Angang a fait valoir que la marge de dumping n'aurait pas dû être établie de cette manière, sans toutefois contester l'existence même du dumping ni soutenir que sa marge de dumping est « minimale &raraquo; (dans la LMSI, cet adjectif s'entend, dans le cas de la marge de dumping, d'une marge inférieure à deux pour cent du prix à l'exportation des marchandises).

En bref, la question en litige était de savoir si la Cour a compétence pour annuler la décision définitive rendue par le président en vertu de l'alinéa 41(1)b) de la LMSI si la marge de dumping, bien qu'elle ne soit pas minimale, est inférieure à celle établie. Après des analyses textuelle, contextuelle et téléologique des dispositions pertinentes de la LMSI, la demande d'Angang a été rejetée par la Cour.

Analyse textuelle

Dans deux décisions récentes, basées sur une ancienne version de l'article 41 de la LMSI, la Cour a conclu qu'une décision définitive de dumping rendue par le président ne pouvait pas être annulée si la réduction de la marge de dumping n'avait pas pour effet de rendre cette marge minimale (voir Seah Steel Corporation c. Evraz Inc. NA Canada, 2017 CAF 172, et JFE Steel Corporation c. Evraz Inc. NA Canada, 2018 CAF 111). Angang a invoqué l'argument textuel selon lequel ces arrêts ne s'appliquent plus puisque l'article 41 de la LMSI a été modifié.

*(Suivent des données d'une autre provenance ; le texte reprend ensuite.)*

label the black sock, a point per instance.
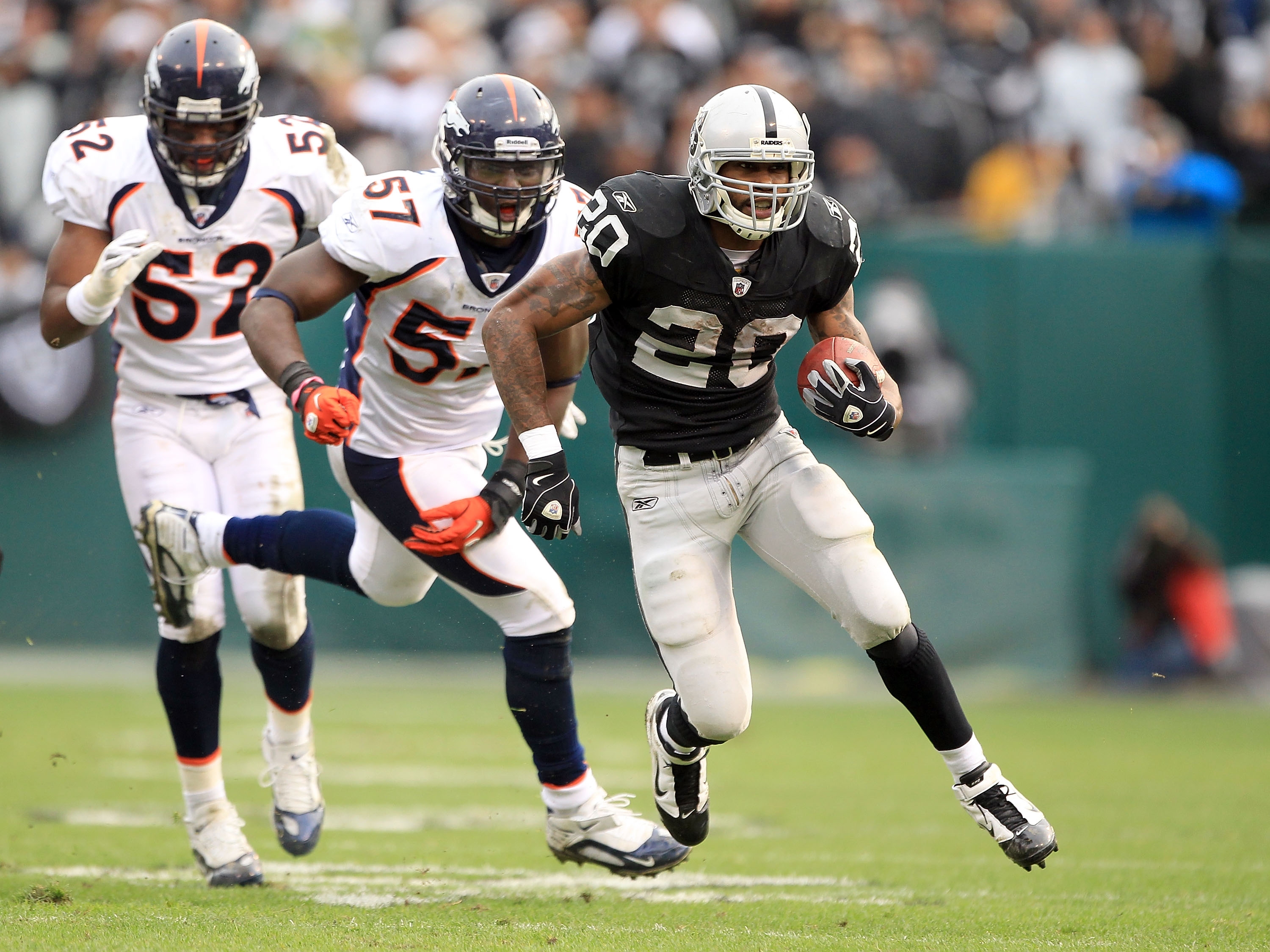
(916, 677)
(540, 693)
(190, 686)
(310, 542)
(287, 674)
(680, 729)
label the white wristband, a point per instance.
(541, 442)
(82, 310)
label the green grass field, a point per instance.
(835, 827)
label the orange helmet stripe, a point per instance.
(201, 45)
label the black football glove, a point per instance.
(860, 409)
(550, 499)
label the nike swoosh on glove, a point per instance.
(856, 408)
(329, 414)
(550, 499)
(93, 299)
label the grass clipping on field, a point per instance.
(52, 894)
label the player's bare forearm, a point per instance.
(315, 282)
(555, 298)
(558, 406)
(841, 322)
(74, 256)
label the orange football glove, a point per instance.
(472, 522)
(329, 414)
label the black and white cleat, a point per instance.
(607, 833)
(220, 848)
(174, 559)
(298, 803)
(680, 787)
(1020, 829)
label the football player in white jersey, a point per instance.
(171, 220)
(428, 254)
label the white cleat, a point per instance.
(298, 805)
(607, 833)
(221, 850)
(1020, 829)
(176, 560)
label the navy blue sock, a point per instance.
(310, 542)
(540, 695)
(287, 674)
(190, 686)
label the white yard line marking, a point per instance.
(381, 886)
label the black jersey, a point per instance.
(684, 353)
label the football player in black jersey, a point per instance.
(698, 282)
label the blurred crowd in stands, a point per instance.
(1025, 119)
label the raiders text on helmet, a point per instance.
(750, 124)
(503, 120)
(201, 73)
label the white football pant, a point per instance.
(390, 574)
(794, 512)
(224, 460)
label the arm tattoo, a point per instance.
(839, 322)
(560, 294)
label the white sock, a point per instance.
(201, 782)
(289, 728)
(211, 538)
(566, 800)
(964, 759)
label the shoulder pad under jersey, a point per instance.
(652, 204)
(830, 223)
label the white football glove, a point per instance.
(573, 419)
(94, 298)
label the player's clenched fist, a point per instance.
(473, 518)
(550, 499)
(328, 414)
(94, 298)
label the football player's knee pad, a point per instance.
(827, 507)
(680, 597)
(394, 592)
(273, 608)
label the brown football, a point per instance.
(837, 350)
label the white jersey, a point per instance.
(176, 329)
(414, 351)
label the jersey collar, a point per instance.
(225, 196)
(536, 238)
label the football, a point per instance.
(839, 350)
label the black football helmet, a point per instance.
(201, 73)
(500, 119)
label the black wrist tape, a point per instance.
(294, 375)
(285, 299)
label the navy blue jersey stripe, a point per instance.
(355, 331)
(298, 214)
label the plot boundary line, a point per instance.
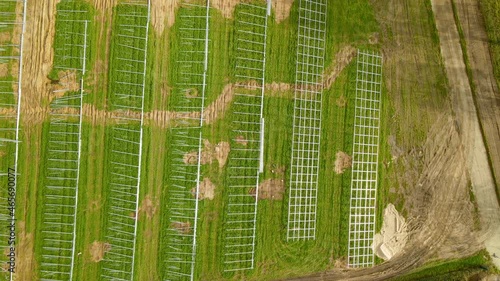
(368, 99)
(237, 261)
(304, 171)
(18, 121)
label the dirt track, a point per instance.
(486, 94)
(467, 120)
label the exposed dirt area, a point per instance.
(217, 109)
(241, 140)
(98, 249)
(440, 214)
(282, 9)
(38, 57)
(341, 101)
(207, 190)
(222, 150)
(226, 7)
(342, 162)
(209, 153)
(466, 118)
(25, 259)
(182, 227)
(68, 82)
(487, 95)
(163, 12)
(272, 189)
(149, 206)
(393, 235)
(4, 69)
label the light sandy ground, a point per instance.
(207, 190)
(393, 235)
(487, 94)
(342, 162)
(282, 9)
(468, 124)
(163, 12)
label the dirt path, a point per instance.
(467, 120)
(487, 94)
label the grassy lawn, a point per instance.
(414, 90)
(491, 14)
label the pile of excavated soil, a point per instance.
(149, 206)
(282, 9)
(207, 190)
(182, 227)
(393, 235)
(272, 189)
(98, 249)
(342, 162)
(209, 153)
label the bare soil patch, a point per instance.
(207, 190)
(393, 235)
(98, 249)
(217, 109)
(25, 259)
(282, 9)
(68, 82)
(182, 227)
(4, 69)
(209, 153)
(273, 189)
(341, 60)
(149, 206)
(342, 162)
(38, 57)
(226, 7)
(5, 36)
(341, 101)
(222, 150)
(163, 12)
(241, 140)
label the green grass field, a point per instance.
(491, 14)
(414, 89)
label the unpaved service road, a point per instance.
(468, 123)
(487, 94)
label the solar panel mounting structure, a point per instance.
(364, 177)
(187, 140)
(304, 168)
(128, 92)
(246, 156)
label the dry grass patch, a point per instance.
(207, 190)
(342, 162)
(98, 249)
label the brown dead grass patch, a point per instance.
(149, 206)
(282, 9)
(98, 249)
(68, 82)
(341, 101)
(163, 12)
(222, 150)
(217, 109)
(341, 60)
(5, 36)
(226, 7)
(342, 162)
(241, 140)
(207, 190)
(209, 153)
(182, 227)
(273, 189)
(25, 253)
(4, 69)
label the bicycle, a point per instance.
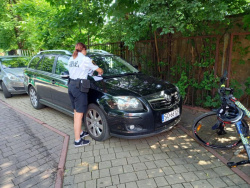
(216, 129)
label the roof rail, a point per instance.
(66, 52)
(98, 51)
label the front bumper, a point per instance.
(147, 124)
(15, 87)
(148, 134)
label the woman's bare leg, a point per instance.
(77, 124)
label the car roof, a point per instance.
(1, 57)
(66, 52)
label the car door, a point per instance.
(44, 77)
(60, 88)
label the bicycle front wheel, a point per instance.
(211, 132)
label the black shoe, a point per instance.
(84, 134)
(82, 142)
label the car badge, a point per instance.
(158, 86)
(167, 97)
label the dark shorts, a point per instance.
(79, 100)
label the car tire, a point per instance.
(34, 99)
(96, 123)
(6, 93)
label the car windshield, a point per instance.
(113, 65)
(15, 62)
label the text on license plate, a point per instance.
(170, 115)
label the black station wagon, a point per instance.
(125, 103)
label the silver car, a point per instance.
(11, 74)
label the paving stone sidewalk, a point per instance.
(29, 152)
(168, 160)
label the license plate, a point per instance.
(170, 115)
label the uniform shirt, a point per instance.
(80, 67)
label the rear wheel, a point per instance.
(216, 134)
(6, 93)
(34, 99)
(96, 123)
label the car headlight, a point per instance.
(12, 77)
(125, 103)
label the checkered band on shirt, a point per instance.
(243, 108)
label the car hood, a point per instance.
(16, 71)
(136, 85)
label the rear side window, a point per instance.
(47, 63)
(34, 61)
(62, 64)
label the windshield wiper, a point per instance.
(119, 75)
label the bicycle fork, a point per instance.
(246, 145)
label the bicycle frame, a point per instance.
(244, 139)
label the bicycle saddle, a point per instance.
(230, 114)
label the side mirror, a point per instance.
(65, 75)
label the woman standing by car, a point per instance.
(79, 66)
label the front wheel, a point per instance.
(96, 123)
(34, 99)
(211, 132)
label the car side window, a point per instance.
(62, 64)
(47, 64)
(34, 61)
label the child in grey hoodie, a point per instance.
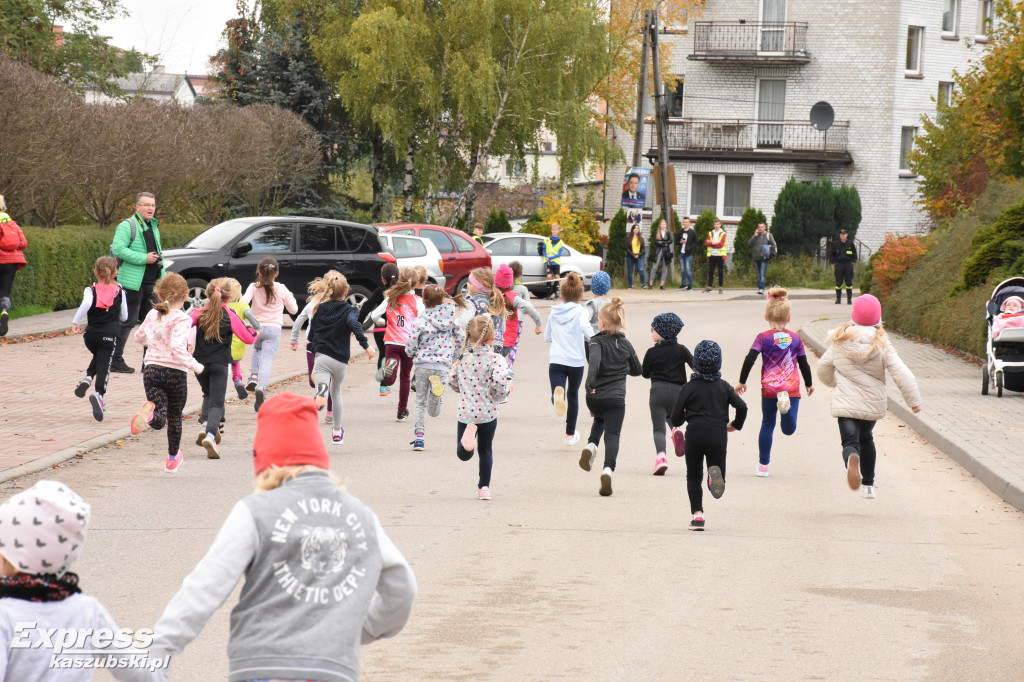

Avant que les modifications soient apportées, la décision définitive du président était rendue relativement à un pays donné, alors que l'attention est désormais portée sur l'exportateur.

La Cour a estimé que, malgré ces modifications, le critère donnant lieu à la décision définitive demeure le même. Ainsi, le président doit déterminer a) si des marchandises ont été sous-évaluées et, le cas échéant, b) si la marge de dumping est minimale. Le président ne peut rendre une décision définitive de dumping que s'il a établi que la marge de dumping est de deux pour cent ou plus. Comme le même processus s'applique maintenant à l'exportateur plutôt qu'au pays, la Cour a conclu qu'elle ne peut réviser que la décision définitive de dumping, et non la marge de dumping établie par le président.

Analyse contextuelle et téléologique

La Cour a également examiné la pertinence de la marge de dumping précisée par le président en vertu du sous-alinéa 41(1)b)(i) de la LMSI. Elle a conclu que cette détermination permet simplement au président d'établir si le dumping est minimal ou non, et qu'elle n'a aucune incidence sur les droits antidumping qui peuvent être imposés.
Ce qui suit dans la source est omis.